The following appetizer uses smoked salmon. I created this recipe for a “secret identity” party. The sour cream topping was added to disguise the true nature of the cheesecake, to make it look more like an ordinary cheesecake. It is not really necessary, if you don’t want to bother—in fact, I almost didn’t use it for the party, because the pink and green of the salmon and chives are quite lovely. However, more sour cream is never a bad thing. Your choice. Enjoy.

Smoked Salmon and Chive Cheesecake

Crust:

5 Tbs. butter

1 egg white

1½ cups bread crumbs

½ tsp garlic powder

½ tsp. dried dill


Topping (optional):

1 cup sour cream

1 Tbs. dry sherry

¼ tsp. garlic powder

¼ tsp. salt

Filling:

24 oz. cream cheese

3 Tbs. cornstarch

1 tsp. salt

4 oz. sour cream

2 large eggs

6 oz. smoked salmon

⅓ cup chopped fresh chives

Preheat oven to 350°F.

Melt the butter in a small saucepan. Stir in the crumbs, herbs, and egg white. Press this mixture into the bottom of a 10-inch spring form pan. Bake for 8 minutes or until crisp. Remove from the oven and cool.

Reduce oven heat to 250°F.

Soften the cream cheese in a large mixing bowl. (If you have a magnificent, huge mixing machine of some sort, you could choose to not do this by hand. I don’t have such a machine, so I use a fork.) Add the cornstarch, salt, and sour cream, and blend completely. Once these are blended, add the eggs. Fold in the salmon and chives. Smooth the batter over the cooled crust. Bake for one hour. Turn the oven off and leave the cheesecake in the oven for an additional hour without opening the door. Cool on a rack for at least four hours. Keep refrigerated until ready to serve.

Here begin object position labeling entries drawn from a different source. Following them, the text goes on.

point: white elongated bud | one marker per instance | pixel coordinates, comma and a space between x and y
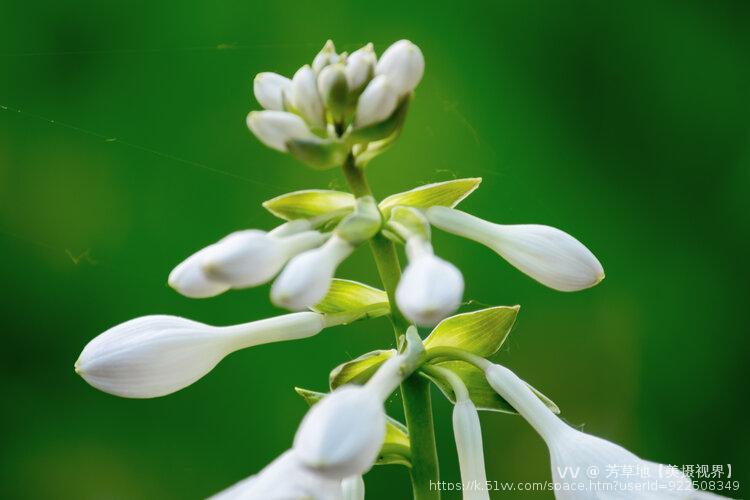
353, 488
189, 279
269, 89
326, 56
403, 64
286, 478
572, 450
307, 278
276, 128
305, 97
342, 434
157, 355
468, 434
360, 67
549, 255
431, 288
251, 257
377, 102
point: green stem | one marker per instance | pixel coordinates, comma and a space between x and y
415, 390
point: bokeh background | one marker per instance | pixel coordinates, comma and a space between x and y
123, 149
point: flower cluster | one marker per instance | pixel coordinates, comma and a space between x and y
344, 110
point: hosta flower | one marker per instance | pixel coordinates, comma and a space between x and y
306, 279
360, 67
342, 434
156, 355
353, 488
430, 288
269, 90
574, 452
403, 64
377, 102
241, 259
286, 478
550, 256
276, 128
468, 434
306, 98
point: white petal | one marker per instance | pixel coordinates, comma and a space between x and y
360, 66
156, 355
276, 128
305, 97
251, 257
342, 434
549, 255
430, 289
468, 434
353, 488
268, 88
376, 103
283, 479
403, 64
307, 278
189, 279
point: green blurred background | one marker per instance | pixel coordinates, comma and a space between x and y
623, 123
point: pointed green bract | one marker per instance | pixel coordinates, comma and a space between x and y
359, 370
480, 391
396, 447
444, 194
352, 297
309, 203
479, 332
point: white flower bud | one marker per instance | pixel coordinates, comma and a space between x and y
189, 279
468, 433
306, 279
342, 435
431, 288
353, 488
403, 64
276, 128
326, 56
286, 478
550, 256
305, 97
360, 67
572, 450
251, 257
156, 355
269, 88
377, 102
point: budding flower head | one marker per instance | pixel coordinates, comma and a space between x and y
549, 255
403, 64
156, 355
377, 102
342, 434
307, 278
572, 450
286, 478
276, 128
431, 288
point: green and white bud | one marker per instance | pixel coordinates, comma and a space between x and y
269, 89
360, 67
157, 355
276, 128
549, 255
377, 102
306, 99
334, 90
307, 277
403, 64
341, 435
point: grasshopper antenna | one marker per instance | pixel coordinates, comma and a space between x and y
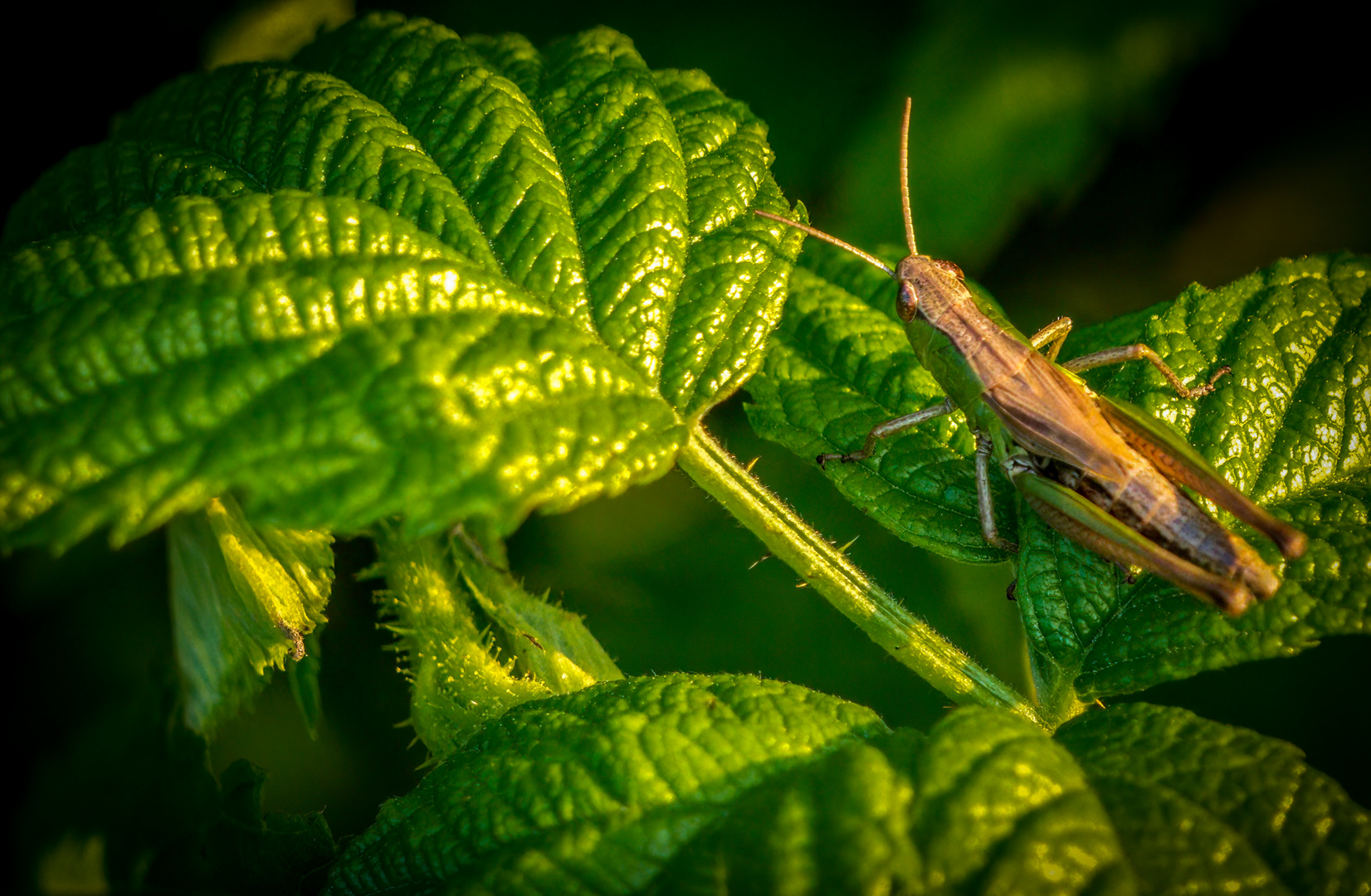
823, 236
904, 177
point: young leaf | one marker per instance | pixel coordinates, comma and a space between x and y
1288, 428
1207, 807
454, 616
138, 788
244, 599
393, 280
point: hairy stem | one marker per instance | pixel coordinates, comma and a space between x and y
827, 570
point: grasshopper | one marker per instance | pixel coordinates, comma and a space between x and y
1099, 470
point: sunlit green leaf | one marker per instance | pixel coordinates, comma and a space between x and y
386, 281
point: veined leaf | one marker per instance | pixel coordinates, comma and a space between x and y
1288, 428
410, 275
687, 784
1208, 807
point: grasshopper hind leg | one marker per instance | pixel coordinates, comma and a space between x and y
1142, 353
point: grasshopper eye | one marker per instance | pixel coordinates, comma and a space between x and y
908, 303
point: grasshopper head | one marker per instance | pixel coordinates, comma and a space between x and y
919, 275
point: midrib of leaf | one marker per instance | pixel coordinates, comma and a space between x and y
908, 639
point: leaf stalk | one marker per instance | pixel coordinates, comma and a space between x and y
827, 570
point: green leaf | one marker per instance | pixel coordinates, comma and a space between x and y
1207, 807
456, 616
1286, 428
687, 784
1013, 105
729, 784
243, 601
399, 279
838, 365
594, 791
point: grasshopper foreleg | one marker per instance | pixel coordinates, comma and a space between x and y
1142, 353
1051, 336
984, 504
890, 428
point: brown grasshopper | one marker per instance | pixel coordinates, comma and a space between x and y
1099, 470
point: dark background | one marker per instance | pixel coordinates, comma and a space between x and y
1256, 149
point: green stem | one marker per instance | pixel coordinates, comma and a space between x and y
827, 570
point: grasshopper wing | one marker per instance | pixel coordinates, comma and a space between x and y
1181, 463
1081, 521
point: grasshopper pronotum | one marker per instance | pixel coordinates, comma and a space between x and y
1097, 470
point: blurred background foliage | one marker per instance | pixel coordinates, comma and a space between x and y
1078, 158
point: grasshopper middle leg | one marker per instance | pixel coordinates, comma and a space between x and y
890, 428
1056, 334
984, 503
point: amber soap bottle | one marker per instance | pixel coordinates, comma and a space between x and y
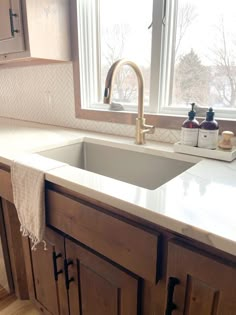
190, 129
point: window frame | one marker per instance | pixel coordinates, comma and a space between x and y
166, 121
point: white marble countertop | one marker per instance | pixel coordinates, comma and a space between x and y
199, 203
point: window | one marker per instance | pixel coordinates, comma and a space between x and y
186, 50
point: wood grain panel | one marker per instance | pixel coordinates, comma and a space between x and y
206, 285
99, 287
127, 245
5, 185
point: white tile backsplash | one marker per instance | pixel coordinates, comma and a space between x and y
45, 94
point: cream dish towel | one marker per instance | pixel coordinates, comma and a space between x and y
27, 175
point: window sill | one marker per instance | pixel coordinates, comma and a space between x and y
158, 120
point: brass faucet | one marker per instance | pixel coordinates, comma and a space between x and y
141, 127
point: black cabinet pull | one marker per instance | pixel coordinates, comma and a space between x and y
54, 259
170, 306
68, 280
12, 15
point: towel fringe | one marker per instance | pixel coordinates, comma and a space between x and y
35, 241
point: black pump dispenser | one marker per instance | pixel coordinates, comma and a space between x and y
192, 113
210, 114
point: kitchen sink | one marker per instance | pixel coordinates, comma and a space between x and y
134, 167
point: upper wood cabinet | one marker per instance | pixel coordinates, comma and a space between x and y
36, 31
199, 283
11, 29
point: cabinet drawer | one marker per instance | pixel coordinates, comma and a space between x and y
125, 244
5, 185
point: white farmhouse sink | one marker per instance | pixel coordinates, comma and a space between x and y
133, 167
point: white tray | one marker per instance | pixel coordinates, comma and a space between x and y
217, 154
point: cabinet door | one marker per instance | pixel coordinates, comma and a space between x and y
97, 287
199, 284
5, 25
47, 266
11, 30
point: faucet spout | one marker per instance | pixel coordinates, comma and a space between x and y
141, 127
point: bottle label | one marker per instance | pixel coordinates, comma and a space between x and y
189, 136
208, 139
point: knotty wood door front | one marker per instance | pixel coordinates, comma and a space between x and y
11, 29
98, 287
5, 25
199, 284
48, 273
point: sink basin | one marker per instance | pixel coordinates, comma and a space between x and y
141, 169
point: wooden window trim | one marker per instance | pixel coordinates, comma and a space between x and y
158, 120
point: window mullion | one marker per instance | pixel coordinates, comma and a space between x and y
157, 29
88, 27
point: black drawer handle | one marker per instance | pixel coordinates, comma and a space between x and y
68, 280
12, 15
170, 306
54, 259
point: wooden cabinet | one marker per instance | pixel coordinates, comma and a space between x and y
11, 27
98, 287
108, 235
199, 283
35, 31
79, 281
48, 267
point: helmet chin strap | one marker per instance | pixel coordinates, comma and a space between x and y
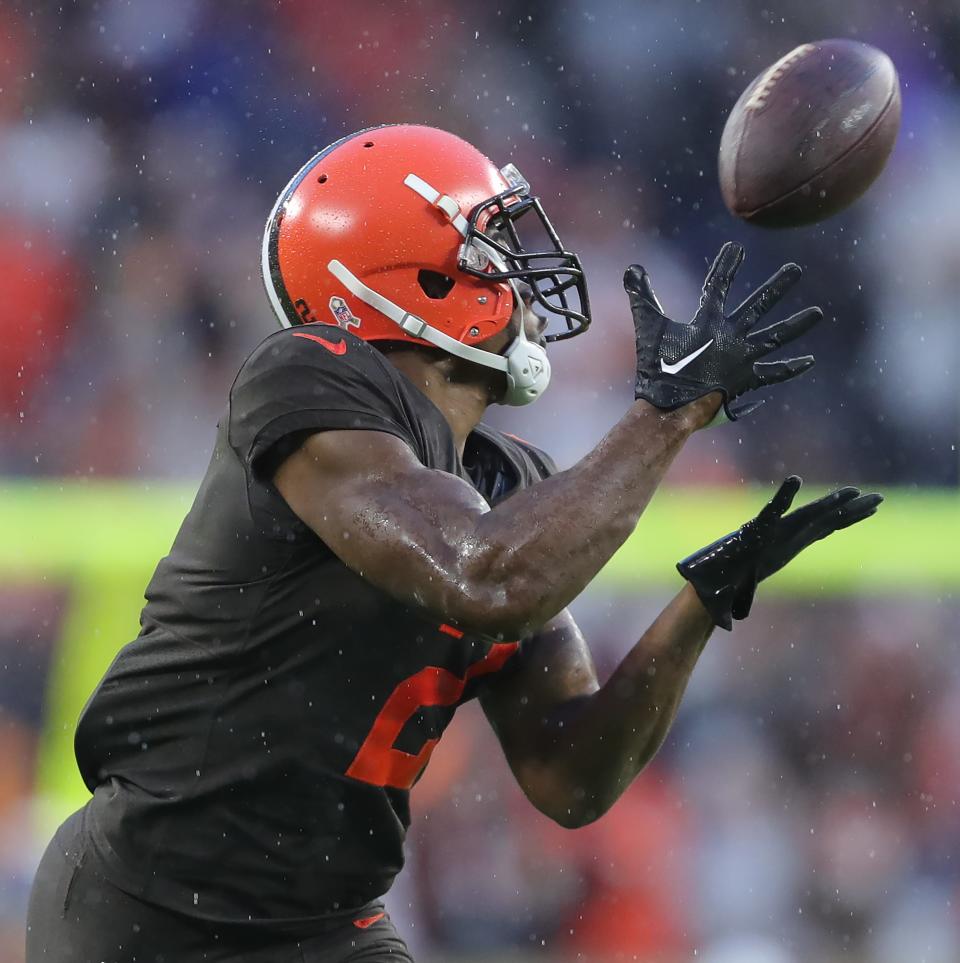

If you choose to add topping, simply blend the topping ingredients together and smooth over the top of the cheesecake.


Note:

For this recipe, I use what is called “hot-smoked salmon,” that is, salmon that is smoked at a high enough temperature to actually cook the fish. Truth be told, this is the only kind of smoked salmon I really enjoy. However, regardless of your preference, lox, which is cured, not smoked, and nova salmon, which is cured and cold smoked, are both a bit too much on the wet side to work well in this recipe.